19 Biases That Intervene with Your Investing Success

I like to think of myself as a rational person. But of course I’m not.

In fact, we’re all irrational, we all make mental errors, and the portrayal of humans as consistently rational agents, homo economicus, is only a fairy tale used in naive applications of economic theory. The human psyche is a difficult thing to change even if we’re aware of the mistakes we make, the biases we inherit, and have given them all sorts of fancy names like “narrative fallacy” and “reductive bias”. And with all the cognitive biases that psychologists have identified from experiment after experiment in recent decades working against us, it’s no wonder that we often get seduced away from investing intelligently.

But that doesn’t mean we can’t work on it. Knowing thyself is critical if you want to turn rationality into a lifelong project—which is actually an incredibly fun one.

So start here. Here are 19 cognitive biases that can lead you astray in investing.

1. Hot hand fallacy

We believe in winning streaks and that recent events matter, even if these events hold no signal—like flipping coins.

2. Hyberbolic discounting

We are impressed by short-term success, even as it may be due to short-term luck, like quarterly hedge fund performances or earnings reports.
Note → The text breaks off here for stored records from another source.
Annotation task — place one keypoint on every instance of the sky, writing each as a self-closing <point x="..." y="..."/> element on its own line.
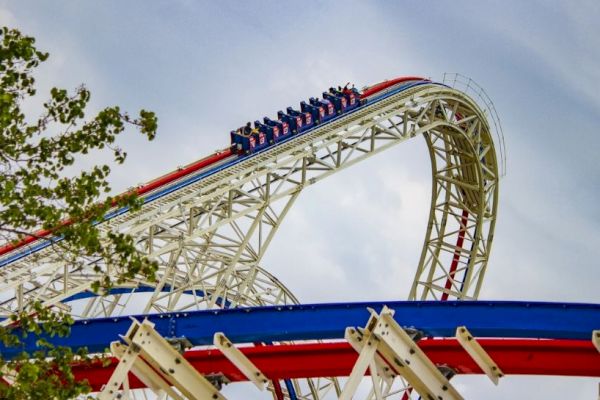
<point x="207" y="67"/>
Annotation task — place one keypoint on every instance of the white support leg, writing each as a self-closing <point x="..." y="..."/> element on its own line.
<point x="384" y="338"/>
<point x="238" y="359"/>
<point x="365" y="358"/>
<point x="478" y="354"/>
<point x="151" y="358"/>
<point x="596" y="339"/>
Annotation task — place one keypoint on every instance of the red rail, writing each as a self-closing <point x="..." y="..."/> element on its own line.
<point x="530" y="357"/>
<point x="384" y="85"/>
<point x="163" y="180"/>
<point x="154" y="184"/>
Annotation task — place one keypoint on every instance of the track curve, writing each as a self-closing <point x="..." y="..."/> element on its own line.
<point x="209" y="225"/>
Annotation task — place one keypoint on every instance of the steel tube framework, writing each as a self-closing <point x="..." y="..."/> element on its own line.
<point x="209" y="226"/>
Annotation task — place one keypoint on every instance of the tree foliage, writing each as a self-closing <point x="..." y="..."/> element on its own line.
<point x="42" y="188"/>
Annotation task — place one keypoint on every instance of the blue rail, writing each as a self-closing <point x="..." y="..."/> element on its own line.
<point x="199" y="176"/>
<point x="502" y="319"/>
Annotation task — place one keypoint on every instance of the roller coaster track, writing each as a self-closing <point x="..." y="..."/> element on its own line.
<point x="209" y="228"/>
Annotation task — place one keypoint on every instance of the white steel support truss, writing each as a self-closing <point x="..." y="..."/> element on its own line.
<point x="209" y="237"/>
<point x="387" y="350"/>
<point x="152" y="359"/>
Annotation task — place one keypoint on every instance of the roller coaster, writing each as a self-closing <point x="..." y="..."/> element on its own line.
<point x="209" y="224"/>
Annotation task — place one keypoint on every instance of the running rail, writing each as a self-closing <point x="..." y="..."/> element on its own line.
<point x="209" y="225"/>
<point x="489" y="319"/>
<point x="314" y="360"/>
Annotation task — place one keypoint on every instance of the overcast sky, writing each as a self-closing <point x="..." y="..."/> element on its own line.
<point x="207" y="67"/>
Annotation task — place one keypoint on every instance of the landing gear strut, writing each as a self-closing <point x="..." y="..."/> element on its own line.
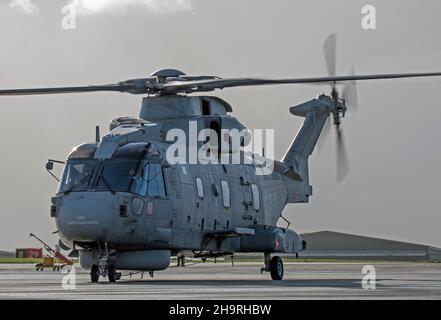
<point x="94" y="274"/>
<point x="274" y="266"/>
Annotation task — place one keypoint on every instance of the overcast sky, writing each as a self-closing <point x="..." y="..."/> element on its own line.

3. Commitment and consistency bias

We stick with what we’ve said we’re going to do. Changing one’s mind is difficult, especially in the public eye.

4. Confirmation bias

Once we’re committed, we look for and overweigh the significance of data that support this initial impression.

5. Sunk cost fallacy

We follow through on activities in which we shouldn’t due to resources and effort already invested in that activity. Which is especially dangerous if we’ve spent weeks working on a single investment idea.

6. Anchoring

We tend to use an initial idea, fact, or number as a reference point for future decisions even if we know it’s not relevant for the present situation.

7. Overconfidence

We poorly calibrate our perceptions of our decisions and overestimate our abilities to make them well.

8. Herding

We seek comfort in social proof by putting the “wisdom of the crowd” over our own ability to think logically.

A Buffett story:

An oil prospector, moving to his heavenly reward, was met by St. Peter with bad news. “You’re qualified for residence,” said St. Peter, “but, as you can see, the compound reserved for oil men is packed. There’s no way to squeeze you in.” After thinking a moment, the prospector asked if he might say just four words to the present occupants. That seemed harmless to St. Peter, so the prospector cupped his hands and yelled, “Oil discovered in hell.” Immediately, the gate to the compound opened and all of the oil men marched out to head for the nether regions. Impressed, St. Peter invited the prospector to move in and make himself comfortable. The prospector paused. “No,” he said, “I think I’ll go along with the rest of the boys. There might be some truth to that rumor after all.”

9. Authority bias

We adopt the views of “experts” without question and discredit our own perspectives if they differ.

10. Chauffeur knowledge

We confuse familiarity with knowledge and understanding.

A Munger story:

I frequently tell the apocryphal story about how Max Planck, after he won the Nobel Prize, went around Germany giving the same standard lecture on the new quantum mechanics.

Over time, his chauffeur memorized the lecture and said, “Would you mind, Professor Planck, because it’s so boring to stay in our routine. [What if] I gave the lecture in Munich and you just sat in front wearing my chauffeur’s hat?” Planck said, “Why not?” And the chauffeur got up and gave this long lecture on quantum mechanics. After which a physics professor stood up and asked a perfectly ghastly question. The speaker said, “Well I’m surprised that in an advanced city like Munich I get such an elementary question. I’m going to ask my chauffeur to reply.

11. Recency effect

We overreact to good news and to bad news because everything looks bigger up close.

12. Survivorship bias

We tend to focus on and learn from the winners in a particular area while forgetting about the losers who are employing the same strategy.

13. Mental accounting

We apply different subjective values to the same amount of money. Given the need to sell a stock, we would rather sell the winner rather than the loser, even though selling the loser is usually the rational decision.

14. Endowment effect

We place a higher value on what we already own than what we would if it didn’t own it. Which it’s not all bad since the endowment effect can also help you hold on to a truly great business, even if the price gets a little silly.

15. Hindsight bias

We mistakenly confuse our ability to predict events by forcing our minds to understand the past as a cohesive narrative, leading to future neglect of probability.

16. Neglect of probability

We disregard the probabilities inherent in our decisions if there’s uncertainty involved, leading to small risks either being neglected entirely or being hugely overrated. And we round probabilities up to 100% or down to 0% even as we know that “nothing is ever certain”.

17. Narrative fallacy

We love stories and we let our preference for the good ones cloud our facts, increasing our impression of understanding.

18. Law of small numbers

We take small samples and assume that they fit the general population, which is strongly correlated with the hot hand fallacy.

19. Availability heuristic

We judge the probability of an event based on the ease with which examples come to mind. We extrapolate our personal experiences and consider them to be the market reality.

These cognitive biases are all part of my collection of mental models.